Entre os estudantes atendidos pelo merendeiro da Escola São Pedro I, está Kevellyn Nascimento, da 3ª série do ensino médio, que tem especial apreço pela equipe da cantina. “Eles vão muito além do trabalho, são amigos, são parceiros, são conselheiros; a gente conversa e eles escutam muito quando a gente precisa, quando a gente vem com algum problema”, testemunha.
Quanto aos pratos que Kevellyn mais gosta, além do famoso mexidão, está o mingau de aveia. Para a aluna, a merenda em sua escola é muito boa e muito bem temperada: “Eles conseguem manusear muito bem os alimentos e a comida fica realmente muito boa”.

A nutricionista Lorena Lima é a chefe da Divisão de Nutrição (Dinutri) da Secretaria de Estado de Educação e Cultura do Acre (SEE).
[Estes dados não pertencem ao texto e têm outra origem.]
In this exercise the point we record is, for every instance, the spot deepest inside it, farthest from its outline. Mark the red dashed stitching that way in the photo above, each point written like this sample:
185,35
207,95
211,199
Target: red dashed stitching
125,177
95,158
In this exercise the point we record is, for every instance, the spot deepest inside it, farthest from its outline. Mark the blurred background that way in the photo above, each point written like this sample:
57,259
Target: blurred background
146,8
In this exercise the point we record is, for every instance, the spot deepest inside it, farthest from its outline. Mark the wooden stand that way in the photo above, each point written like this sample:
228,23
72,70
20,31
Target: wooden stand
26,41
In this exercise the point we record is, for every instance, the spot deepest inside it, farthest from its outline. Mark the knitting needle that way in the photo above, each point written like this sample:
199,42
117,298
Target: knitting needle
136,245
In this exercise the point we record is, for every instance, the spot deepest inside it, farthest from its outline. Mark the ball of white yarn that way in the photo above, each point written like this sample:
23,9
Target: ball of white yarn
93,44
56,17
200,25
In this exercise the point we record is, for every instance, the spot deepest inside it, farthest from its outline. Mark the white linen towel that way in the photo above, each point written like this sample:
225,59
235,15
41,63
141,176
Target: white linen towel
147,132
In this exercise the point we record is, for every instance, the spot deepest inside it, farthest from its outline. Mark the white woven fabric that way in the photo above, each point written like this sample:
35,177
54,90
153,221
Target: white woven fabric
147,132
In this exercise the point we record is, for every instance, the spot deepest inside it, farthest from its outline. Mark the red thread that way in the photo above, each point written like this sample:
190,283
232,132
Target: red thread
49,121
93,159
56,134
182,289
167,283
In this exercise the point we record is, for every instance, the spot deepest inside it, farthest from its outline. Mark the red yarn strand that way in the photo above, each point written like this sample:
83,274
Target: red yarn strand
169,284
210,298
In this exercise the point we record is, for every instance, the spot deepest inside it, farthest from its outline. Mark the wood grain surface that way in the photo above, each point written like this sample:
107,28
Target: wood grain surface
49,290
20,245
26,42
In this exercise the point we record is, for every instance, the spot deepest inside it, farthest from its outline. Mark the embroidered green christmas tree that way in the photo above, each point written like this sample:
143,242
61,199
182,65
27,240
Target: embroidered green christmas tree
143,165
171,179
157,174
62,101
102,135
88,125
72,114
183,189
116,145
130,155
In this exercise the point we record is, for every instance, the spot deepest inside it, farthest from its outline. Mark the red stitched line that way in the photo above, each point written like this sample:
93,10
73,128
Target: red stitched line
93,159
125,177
Para ela, as merendeiras, também tecnicamente chamadas de “manipuladoras”, exercem papel estratégico e fundamental para garantir uma boa alimentação aos alunos da rede pública.
Segundo Lorena, o Pnae tem o objetivo de fornecer refeições saudáveis durante todo o ano letivo. “As merendeiras têm papel estratégico, por meio do qual a gente consegue garantir que todos os dias a comida seja preparada na escola e garanta o direito à alimentação dos alunos”, explica.

“Elas são profissionais fundamentais na garantia da qualidade e da quantidade, para que se possa dar dignidade a essas crianças quando se trata de alimentação escolar em nosso estado. Por isso a gente precisa valorizar as merendeiras, que são fundamentais para o planejamento que é executado nas escolas”, aponta.
Acompanhadas por nutricionistas da SEE, as merendeiras são capacitadas para realizar as boas práticas. “Elas são orientadas, em visitas que a gente realiza durante o ano, conforme o cronograma, e a nossa divisão fornece tanto os materiais quanto o manual de boas práticas, pois os procedimentos são padronizados”, destaca, detalhando que a alimentação escolar exige cuidado diário, que começa na sede da secretaria e termina na escola. Envolve a compra, o planejamento do cardápio, a capacitação das merendeiras e a entrega do alimento pronto aos alunos.